Krauss had schooled Plant on how to sing harmonies, and the lessons stuck: “She’s taught me so much. It was a beautiful coming together with two radically different voices and the harmonic swell of it. I was given a crash course in listening to other singing; it has been a major moment in my life as a singer. It’s extraordinary what that did for me, and what Alison has done and what she will remain and still do somewhere down the line.”
After trying out a conventional drummer, Plant turned to Dian’s husband, Oli Jefferson: “He had a more polyrhythmic approach; we discussed the whole deal of where I really want to take my music. There’s nothing particularly obscure about what we present on this record. It’s just a different way of doing it.”

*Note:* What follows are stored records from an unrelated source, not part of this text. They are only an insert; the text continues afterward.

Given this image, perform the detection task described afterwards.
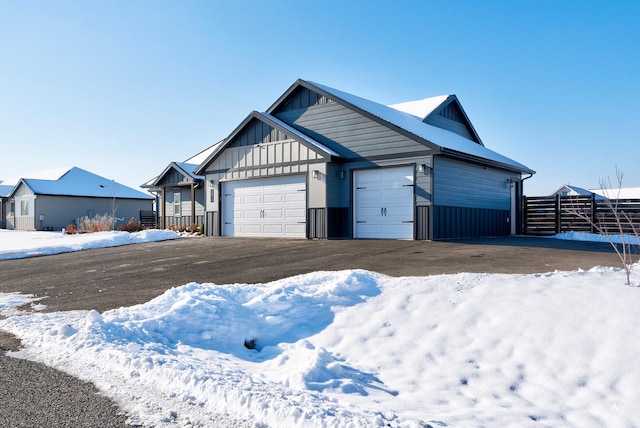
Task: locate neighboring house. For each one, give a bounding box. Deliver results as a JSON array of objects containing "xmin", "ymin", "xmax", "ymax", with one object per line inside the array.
[
  {"xmin": 551, "ymin": 184, "xmax": 596, "ymax": 196},
  {"xmin": 0, "ymin": 181, "xmax": 13, "ymax": 229},
  {"xmin": 193, "ymin": 80, "xmax": 534, "ymax": 239},
  {"xmin": 591, "ymin": 187, "xmax": 640, "ymax": 200},
  {"xmin": 141, "ymin": 143, "xmax": 219, "ymax": 229},
  {"xmin": 3, "ymin": 167, "xmax": 153, "ymax": 230},
  {"xmin": 551, "ymin": 184, "xmax": 640, "ymax": 200}
]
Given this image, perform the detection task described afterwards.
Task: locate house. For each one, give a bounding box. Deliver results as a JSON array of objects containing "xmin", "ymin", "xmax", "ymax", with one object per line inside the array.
[
  {"xmin": 551, "ymin": 184, "xmax": 640, "ymax": 200},
  {"xmin": 141, "ymin": 143, "xmax": 219, "ymax": 229},
  {"xmin": 193, "ymin": 80, "xmax": 534, "ymax": 239},
  {"xmin": 551, "ymin": 184, "xmax": 596, "ymax": 196},
  {"xmin": 2, "ymin": 167, "xmax": 153, "ymax": 230}
]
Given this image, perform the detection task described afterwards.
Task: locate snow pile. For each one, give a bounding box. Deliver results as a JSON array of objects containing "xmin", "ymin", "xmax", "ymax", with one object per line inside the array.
[
  {"xmin": 0, "ymin": 267, "xmax": 640, "ymax": 427},
  {"xmin": 0, "ymin": 229, "xmax": 179, "ymax": 260}
]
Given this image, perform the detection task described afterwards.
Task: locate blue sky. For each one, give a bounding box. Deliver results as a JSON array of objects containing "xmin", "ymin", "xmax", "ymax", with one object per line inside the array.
[{"xmin": 0, "ymin": 0, "xmax": 640, "ymax": 195}]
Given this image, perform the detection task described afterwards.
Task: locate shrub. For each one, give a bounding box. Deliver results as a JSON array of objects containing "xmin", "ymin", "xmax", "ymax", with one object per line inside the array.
[
  {"xmin": 76, "ymin": 214, "xmax": 115, "ymax": 233},
  {"xmin": 118, "ymin": 217, "xmax": 145, "ymax": 233}
]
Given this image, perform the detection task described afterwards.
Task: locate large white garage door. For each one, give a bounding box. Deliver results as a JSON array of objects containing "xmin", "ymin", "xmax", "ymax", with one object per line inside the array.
[
  {"xmin": 222, "ymin": 175, "xmax": 307, "ymax": 238},
  {"xmin": 353, "ymin": 166, "xmax": 414, "ymax": 239}
]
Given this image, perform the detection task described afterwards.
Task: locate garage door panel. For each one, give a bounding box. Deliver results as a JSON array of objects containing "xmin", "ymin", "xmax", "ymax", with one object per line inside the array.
[
  {"xmin": 353, "ymin": 166, "xmax": 414, "ymax": 239},
  {"xmin": 222, "ymin": 175, "xmax": 306, "ymax": 238}
]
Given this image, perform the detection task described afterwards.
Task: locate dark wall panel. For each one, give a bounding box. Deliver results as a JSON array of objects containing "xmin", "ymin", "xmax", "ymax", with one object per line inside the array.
[{"xmin": 432, "ymin": 205, "xmax": 511, "ymax": 240}]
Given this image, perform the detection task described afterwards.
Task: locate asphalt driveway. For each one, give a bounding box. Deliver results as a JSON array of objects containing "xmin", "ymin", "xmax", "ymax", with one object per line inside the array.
[
  {"xmin": 0, "ymin": 237, "xmax": 619, "ymax": 312},
  {"xmin": 0, "ymin": 237, "xmax": 618, "ymax": 428}
]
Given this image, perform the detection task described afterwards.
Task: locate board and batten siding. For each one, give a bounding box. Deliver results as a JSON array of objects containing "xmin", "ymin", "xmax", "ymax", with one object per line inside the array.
[
  {"xmin": 205, "ymin": 120, "xmax": 327, "ymax": 212},
  {"xmin": 275, "ymin": 102, "xmax": 428, "ymax": 159},
  {"xmin": 433, "ymin": 156, "xmax": 519, "ymax": 210}
]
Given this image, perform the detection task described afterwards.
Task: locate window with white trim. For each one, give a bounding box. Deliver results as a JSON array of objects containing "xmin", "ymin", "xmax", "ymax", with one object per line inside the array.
[{"xmin": 173, "ymin": 192, "xmax": 182, "ymax": 216}]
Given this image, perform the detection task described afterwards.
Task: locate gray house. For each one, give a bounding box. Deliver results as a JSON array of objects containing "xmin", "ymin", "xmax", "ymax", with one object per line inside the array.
[
  {"xmin": 3, "ymin": 167, "xmax": 153, "ymax": 230},
  {"xmin": 194, "ymin": 80, "xmax": 534, "ymax": 239},
  {"xmin": 141, "ymin": 143, "xmax": 220, "ymax": 229}
]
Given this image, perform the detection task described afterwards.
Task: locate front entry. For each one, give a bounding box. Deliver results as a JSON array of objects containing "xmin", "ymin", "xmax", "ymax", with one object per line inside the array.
[{"xmin": 353, "ymin": 166, "xmax": 414, "ymax": 239}]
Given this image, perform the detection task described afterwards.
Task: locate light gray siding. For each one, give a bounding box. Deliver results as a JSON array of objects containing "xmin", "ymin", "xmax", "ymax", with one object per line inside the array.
[
  {"xmin": 275, "ymin": 102, "xmax": 428, "ymax": 159},
  {"xmin": 205, "ymin": 120, "xmax": 327, "ymax": 212},
  {"xmin": 28, "ymin": 195, "xmax": 153, "ymax": 230},
  {"xmin": 433, "ymin": 156, "xmax": 520, "ymax": 210},
  {"xmin": 13, "ymin": 184, "xmax": 36, "ymax": 230}
]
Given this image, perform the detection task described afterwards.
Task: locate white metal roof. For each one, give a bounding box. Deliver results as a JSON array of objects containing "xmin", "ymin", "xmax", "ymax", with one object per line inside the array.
[
  {"xmin": 10, "ymin": 166, "xmax": 153, "ymax": 199},
  {"xmin": 309, "ymin": 82, "xmax": 535, "ymax": 174},
  {"xmin": 389, "ymin": 95, "xmax": 450, "ymax": 120}
]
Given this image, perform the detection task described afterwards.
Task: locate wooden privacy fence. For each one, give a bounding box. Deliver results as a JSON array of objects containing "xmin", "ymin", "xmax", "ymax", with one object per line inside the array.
[{"xmin": 524, "ymin": 195, "xmax": 640, "ymax": 235}]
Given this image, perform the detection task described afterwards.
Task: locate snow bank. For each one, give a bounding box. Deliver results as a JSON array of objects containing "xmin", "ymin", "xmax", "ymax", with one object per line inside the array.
[
  {"xmin": 0, "ymin": 268, "xmax": 640, "ymax": 427},
  {"xmin": 0, "ymin": 229, "xmax": 179, "ymax": 260}
]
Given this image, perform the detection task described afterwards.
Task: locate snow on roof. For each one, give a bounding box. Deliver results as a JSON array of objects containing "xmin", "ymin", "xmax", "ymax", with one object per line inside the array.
[
  {"xmin": 0, "ymin": 183, "xmax": 15, "ymax": 198},
  {"xmin": 259, "ymin": 112, "xmax": 342, "ymax": 157},
  {"xmin": 0, "ymin": 166, "xmax": 72, "ymax": 186},
  {"xmin": 15, "ymin": 166, "xmax": 153, "ymax": 199},
  {"xmin": 389, "ymin": 95, "xmax": 449, "ymax": 120},
  {"xmin": 309, "ymin": 82, "xmax": 535, "ymax": 174},
  {"xmin": 551, "ymin": 184, "xmax": 595, "ymax": 196},
  {"xmin": 185, "ymin": 140, "xmax": 224, "ymax": 165},
  {"xmin": 174, "ymin": 158, "xmax": 206, "ymax": 180},
  {"xmin": 589, "ymin": 187, "xmax": 640, "ymax": 199}
]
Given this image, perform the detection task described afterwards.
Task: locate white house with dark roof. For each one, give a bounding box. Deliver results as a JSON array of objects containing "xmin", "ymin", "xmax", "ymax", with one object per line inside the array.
[
  {"xmin": 0, "ymin": 167, "xmax": 154, "ymax": 230},
  {"xmin": 194, "ymin": 80, "xmax": 534, "ymax": 239}
]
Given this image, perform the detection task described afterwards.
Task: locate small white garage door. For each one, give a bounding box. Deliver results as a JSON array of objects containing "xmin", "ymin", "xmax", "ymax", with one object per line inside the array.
[
  {"xmin": 353, "ymin": 166, "xmax": 414, "ymax": 239},
  {"xmin": 222, "ymin": 175, "xmax": 307, "ymax": 238}
]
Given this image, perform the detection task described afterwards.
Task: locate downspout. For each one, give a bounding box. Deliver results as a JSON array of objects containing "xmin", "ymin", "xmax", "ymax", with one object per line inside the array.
[
  {"xmin": 191, "ymin": 183, "xmax": 196, "ymax": 224},
  {"xmin": 160, "ymin": 186, "xmax": 167, "ymax": 229},
  {"xmin": 516, "ymin": 173, "xmax": 533, "ymax": 235}
]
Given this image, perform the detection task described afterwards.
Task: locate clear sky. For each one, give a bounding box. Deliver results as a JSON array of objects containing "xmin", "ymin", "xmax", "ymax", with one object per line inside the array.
[{"xmin": 0, "ymin": 0, "xmax": 640, "ymax": 195}]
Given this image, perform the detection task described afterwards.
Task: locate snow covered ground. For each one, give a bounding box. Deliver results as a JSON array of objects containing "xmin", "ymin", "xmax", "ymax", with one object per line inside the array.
[{"xmin": 0, "ymin": 232, "xmax": 640, "ymax": 428}]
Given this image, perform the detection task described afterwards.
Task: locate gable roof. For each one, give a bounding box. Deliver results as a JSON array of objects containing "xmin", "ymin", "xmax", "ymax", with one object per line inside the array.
[
  {"xmin": 389, "ymin": 94, "xmax": 484, "ymax": 146},
  {"xmin": 194, "ymin": 111, "xmax": 342, "ymax": 174},
  {"xmin": 9, "ymin": 166, "xmax": 153, "ymax": 199},
  {"xmin": 267, "ymin": 79, "xmax": 535, "ymax": 174},
  {"xmin": 148, "ymin": 162, "xmax": 204, "ymax": 187},
  {"xmin": 389, "ymin": 95, "xmax": 451, "ymax": 120},
  {"xmin": 551, "ymin": 184, "xmax": 596, "ymax": 196},
  {"xmin": 590, "ymin": 187, "xmax": 640, "ymax": 199}
]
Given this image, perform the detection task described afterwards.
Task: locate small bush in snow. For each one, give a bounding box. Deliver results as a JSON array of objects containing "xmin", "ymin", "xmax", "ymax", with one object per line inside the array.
[
  {"xmin": 118, "ymin": 217, "xmax": 145, "ymax": 233},
  {"xmin": 76, "ymin": 214, "xmax": 116, "ymax": 233}
]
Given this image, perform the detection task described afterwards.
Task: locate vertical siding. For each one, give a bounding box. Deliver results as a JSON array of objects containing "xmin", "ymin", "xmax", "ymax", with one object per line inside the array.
[
  {"xmin": 425, "ymin": 115, "xmax": 473, "ymax": 140},
  {"xmin": 276, "ymin": 103, "xmax": 427, "ymax": 158},
  {"xmin": 433, "ymin": 156, "xmax": 519, "ymax": 210}
]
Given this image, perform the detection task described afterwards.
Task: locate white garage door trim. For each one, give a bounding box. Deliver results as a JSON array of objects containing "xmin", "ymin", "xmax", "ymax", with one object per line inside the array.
[
  {"xmin": 222, "ymin": 175, "xmax": 307, "ymax": 238},
  {"xmin": 353, "ymin": 166, "xmax": 414, "ymax": 239}
]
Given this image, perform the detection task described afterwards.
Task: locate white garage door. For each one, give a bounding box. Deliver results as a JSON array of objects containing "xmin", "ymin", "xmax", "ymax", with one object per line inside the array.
[
  {"xmin": 222, "ymin": 175, "xmax": 307, "ymax": 238},
  {"xmin": 353, "ymin": 166, "xmax": 414, "ymax": 239}
]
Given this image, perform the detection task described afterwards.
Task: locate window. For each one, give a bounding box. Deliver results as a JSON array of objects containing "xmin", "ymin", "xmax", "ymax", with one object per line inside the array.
[
  {"xmin": 173, "ymin": 192, "xmax": 181, "ymax": 216},
  {"xmin": 20, "ymin": 199, "xmax": 29, "ymax": 216}
]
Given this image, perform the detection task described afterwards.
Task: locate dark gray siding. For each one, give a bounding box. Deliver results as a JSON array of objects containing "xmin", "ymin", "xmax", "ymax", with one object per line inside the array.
[
  {"xmin": 424, "ymin": 102, "xmax": 474, "ymax": 141},
  {"xmin": 157, "ymin": 168, "xmax": 192, "ymax": 187},
  {"xmin": 433, "ymin": 156, "xmax": 520, "ymax": 211}
]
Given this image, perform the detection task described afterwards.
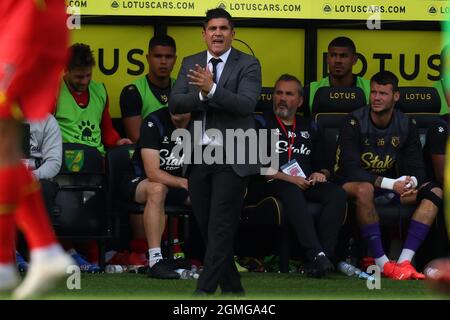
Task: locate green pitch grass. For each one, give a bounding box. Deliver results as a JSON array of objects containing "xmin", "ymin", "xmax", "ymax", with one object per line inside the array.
[{"xmin": 0, "ymin": 273, "xmax": 442, "ymax": 300}]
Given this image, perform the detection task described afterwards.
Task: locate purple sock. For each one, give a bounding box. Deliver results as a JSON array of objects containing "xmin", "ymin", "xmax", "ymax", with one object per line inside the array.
[
  {"xmin": 361, "ymin": 222, "xmax": 384, "ymax": 259},
  {"xmin": 403, "ymin": 220, "xmax": 430, "ymax": 252}
]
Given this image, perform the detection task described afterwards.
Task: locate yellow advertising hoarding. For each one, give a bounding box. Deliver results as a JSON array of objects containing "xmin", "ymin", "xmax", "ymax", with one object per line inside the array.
[
  {"xmin": 72, "ymin": 25, "xmax": 305, "ymax": 118},
  {"xmin": 66, "ymin": 0, "xmax": 450, "ymax": 21},
  {"xmin": 317, "ymin": 29, "xmax": 441, "ymax": 86}
]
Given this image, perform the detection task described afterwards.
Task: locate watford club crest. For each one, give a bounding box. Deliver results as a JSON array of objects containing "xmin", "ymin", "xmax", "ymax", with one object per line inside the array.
[
  {"xmin": 391, "ymin": 137, "xmax": 400, "ymax": 148},
  {"xmin": 64, "ymin": 150, "xmax": 84, "ymax": 172}
]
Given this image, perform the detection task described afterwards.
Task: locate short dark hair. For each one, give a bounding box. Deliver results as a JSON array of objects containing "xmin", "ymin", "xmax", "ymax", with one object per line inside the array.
[
  {"xmin": 203, "ymin": 7, "xmax": 234, "ymax": 29},
  {"xmin": 370, "ymin": 71, "xmax": 398, "ymax": 92},
  {"xmin": 328, "ymin": 37, "xmax": 356, "ymax": 54},
  {"xmin": 274, "ymin": 73, "xmax": 303, "ymax": 96},
  {"xmin": 148, "ymin": 34, "xmax": 177, "ymax": 51},
  {"xmin": 67, "ymin": 43, "xmax": 95, "ymax": 70}
]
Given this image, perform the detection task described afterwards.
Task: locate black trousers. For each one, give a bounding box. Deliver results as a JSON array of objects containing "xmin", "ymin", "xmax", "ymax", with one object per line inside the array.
[
  {"xmin": 188, "ymin": 164, "xmax": 248, "ymax": 293},
  {"xmin": 266, "ymin": 180, "xmax": 347, "ymax": 259}
]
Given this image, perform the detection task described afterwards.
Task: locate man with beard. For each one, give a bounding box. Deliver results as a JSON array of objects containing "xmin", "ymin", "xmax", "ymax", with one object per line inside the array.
[
  {"xmin": 257, "ymin": 74, "xmax": 347, "ymax": 278},
  {"xmin": 302, "ymin": 37, "xmax": 370, "ymax": 115}
]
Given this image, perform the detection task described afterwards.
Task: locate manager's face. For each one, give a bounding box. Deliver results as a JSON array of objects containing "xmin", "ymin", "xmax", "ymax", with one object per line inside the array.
[{"xmin": 202, "ymin": 18, "xmax": 234, "ymax": 57}]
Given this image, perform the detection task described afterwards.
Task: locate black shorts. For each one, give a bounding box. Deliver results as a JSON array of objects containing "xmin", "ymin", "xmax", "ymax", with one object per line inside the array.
[{"xmin": 121, "ymin": 176, "xmax": 189, "ymax": 209}]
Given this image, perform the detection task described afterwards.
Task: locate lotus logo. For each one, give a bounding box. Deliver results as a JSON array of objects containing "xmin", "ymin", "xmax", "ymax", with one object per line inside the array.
[
  {"xmin": 111, "ymin": 0, "xmax": 120, "ymax": 9},
  {"xmin": 217, "ymin": 2, "xmax": 227, "ymax": 10}
]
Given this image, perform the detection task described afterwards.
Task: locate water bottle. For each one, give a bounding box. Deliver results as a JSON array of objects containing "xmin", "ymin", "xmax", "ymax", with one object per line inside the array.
[
  {"xmin": 338, "ymin": 261, "xmax": 356, "ymax": 277},
  {"xmin": 175, "ymin": 269, "xmax": 199, "ymax": 280},
  {"xmin": 355, "ymin": 268, "xmax": 375, "ymax": 281}
]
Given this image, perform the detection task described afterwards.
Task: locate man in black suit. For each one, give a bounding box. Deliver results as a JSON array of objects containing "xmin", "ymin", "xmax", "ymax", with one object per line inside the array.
[{"xmin": 169, "ymin": 8, "xmax": 261, "ymax": 294}]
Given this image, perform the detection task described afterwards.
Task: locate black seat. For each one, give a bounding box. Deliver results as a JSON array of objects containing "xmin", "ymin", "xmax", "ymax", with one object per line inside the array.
[
  {"xmin": 106, "ymin": 144, "xmax": 192, "ymax": 257},
  {"xmin": 51, "ymin": 143, "xmax": 111, "ymax": 266},
  {"xmin": 240, "ymin": 196, "xmax": 322, "ymax": 273}
]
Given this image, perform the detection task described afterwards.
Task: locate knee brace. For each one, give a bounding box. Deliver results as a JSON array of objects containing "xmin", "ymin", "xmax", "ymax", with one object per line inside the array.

The sound of Saving Grace at times incorporates elements of the hypnotic, droning grooves that distinguished Plant’s larger, electric combo, the Sensational Space Shifters, who backed the singer on his prior Nonesuch albums, lullaby…and the Ceaseless Roar and Carry Fire. There are hints of Malian desert blues and psychedelic folk. (With the Space Shifters, Plant notes, “We were playing around with stuff that was an amalgam of things. I like the mélange.”) The sound can seem alluringly mysterious at times, melancholic and foreboding, as on “The Ticket Taker” or “As I Roved Out,” a traditional song performed in an arrangement by fellow Nonesuch artist Sam Amidon, who reassembles folk classics into stark mediations on love and fate. The group takes a tune by North Carolinian singer-songwriter Sarah Siskind, whose work Krauss has also covered, and sneakily transforms it into a folk-rock rave-up. They bring similar drama to Low’s “Everybody’s Song.” “Higher Rock,” by Portland singer-songwriter Martha Scanlan, a one-time member of string band the Reeltime Players, has a simpler, yearning, up-tempo feel, showcasing Dian’s voice.
Cellist Barney Morse-Brown, aka Duotone, rounds off the ensemble, on record and on tour. The group first ventured from their local haunts to Ireland, where, as Plant recounts, “Of course what do you do in Ireland is you laugh, you sing, then you end up in folk clubs, at arts festivals on the west coast off the great wild Atlantic way. That whole folk community, the fiddle and the bodhran. It was so appropriate to the way I felt and have felt since I was a kid, about that area, that quadrant of my musical love.”
Though Plant headlined stadiums in his storied past, now, he admits, “What I am really impressed by is this living, new world of whatever this music is. Last year we played the Cambridge folk festival. With this mélange of music song and voice, anywhere and everywhere is the way to see the road ahead.
“I’m not jaded by this,” Plant says, finally. “It’s been a revelation—the sweetness of this thing. These are really sweet people. They’re playing all the stuff they could never get out before. They’ve become unique stylists and have created a new place for the old dog.”